What was once a fleet of fisherman using spears and poles to reel in fish is now massive nets covering miles of open ocean. The nets are much more efficient at catching its intended target, but along with the desired catch comes an untold number of casualties in the form of smaller whales, sharks, dolphins, and more.
Particularly in California where the trade of catching swordfish has morphed from harpoon gun catches to nets the size of the Golden Gate bridge, thousands of whales, dolphins, and others are trapped right alongside swordfish.
Shockingly enough, though the nets are meant to catch swordfish, only 1 in 8 of the organisms captured in these nets are actually swordfish. The other 7 of 8 are any number of accidentally captured creatures. This is referred to as “bycatch,” and it is what is causing such a disturbing view of the nets.

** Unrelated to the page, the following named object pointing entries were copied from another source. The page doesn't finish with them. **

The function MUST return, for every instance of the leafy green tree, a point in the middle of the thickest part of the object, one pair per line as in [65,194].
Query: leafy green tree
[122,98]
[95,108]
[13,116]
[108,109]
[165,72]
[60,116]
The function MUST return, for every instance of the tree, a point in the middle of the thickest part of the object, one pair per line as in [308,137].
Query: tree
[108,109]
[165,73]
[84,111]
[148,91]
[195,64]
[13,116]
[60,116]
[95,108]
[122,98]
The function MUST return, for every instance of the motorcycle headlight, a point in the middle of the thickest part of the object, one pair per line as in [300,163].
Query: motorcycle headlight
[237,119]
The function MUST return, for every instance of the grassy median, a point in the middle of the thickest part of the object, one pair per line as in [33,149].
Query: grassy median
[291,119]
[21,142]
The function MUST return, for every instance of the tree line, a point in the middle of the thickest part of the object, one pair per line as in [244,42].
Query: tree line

Sea turtles, seals, sea lions, even sea birds are sometimes the unfortunate victims of the nets which were not intended to catch them. But no one can warn the sea turtle that the net set up for swordfish is nearby.
The majority of this bycatch who die in these nets are often tossed overboard, their deaths being utterly meaningless.
These drift gillnets, or driftnets, are being fought by environmentalists who are seeking to have them banned for the number of endangered and threatened species they catch and kill yearly.